跡継ぎを宿すため、俺様御曹司と政略夫婦になりました~年上旦那様のとろけるほど甘い溺愛~
「捕獲完了」

「え?」

甘い雰囲気はどこにいった? と戸惑う私を、千秋さんの逞しい両腕ががっちりと囲う。

「愛佳。俺になにか隠し事をしてるんじゃないか?」

耳元でささやかれて、背中がぞくっと震える。
まるでそうだと確信しているように聞こえるのはなぜなのか。

私が岸本さんに苦しめられていた状況も、自分は千秋さんにふさわしくないから離婚を切り出そうと画策していたのも、すべて気づかれているのだろうか?

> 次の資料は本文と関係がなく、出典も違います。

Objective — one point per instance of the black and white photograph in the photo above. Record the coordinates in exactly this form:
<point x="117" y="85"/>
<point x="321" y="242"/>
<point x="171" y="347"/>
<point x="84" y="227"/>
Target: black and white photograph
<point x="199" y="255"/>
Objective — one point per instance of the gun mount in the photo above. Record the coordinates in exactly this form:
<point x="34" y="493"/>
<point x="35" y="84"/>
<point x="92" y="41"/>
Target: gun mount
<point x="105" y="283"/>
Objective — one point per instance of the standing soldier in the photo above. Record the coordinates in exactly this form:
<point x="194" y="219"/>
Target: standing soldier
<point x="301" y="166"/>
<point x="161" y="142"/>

いや。はっきりしていないのに、わざわざ暴露しない方がいいに決まっている。

「えっと……岸本さんとのことを、黙っていてごめんなさい」

これは、さっきのやりとりでばれているだろう範囲だ。

「それについては、俺の人選ミスが原因だ。許そう」

「う、上から目線」

「あとは?」

謝罪の意がまったく伝わってこないが、それに口を挟む隙は与えてくれなさそうだ。

「千秋さんにふさわしくない妻で、ごめんなさい」

ぐいっと体を離した千秋さんは、視線をしっかりと合わせたまま自身の片手を私の目の前に掲げる。その行動の意味が理解できずに固まっていると、ニヤリとした千秋さんに軽く額を弾かれた。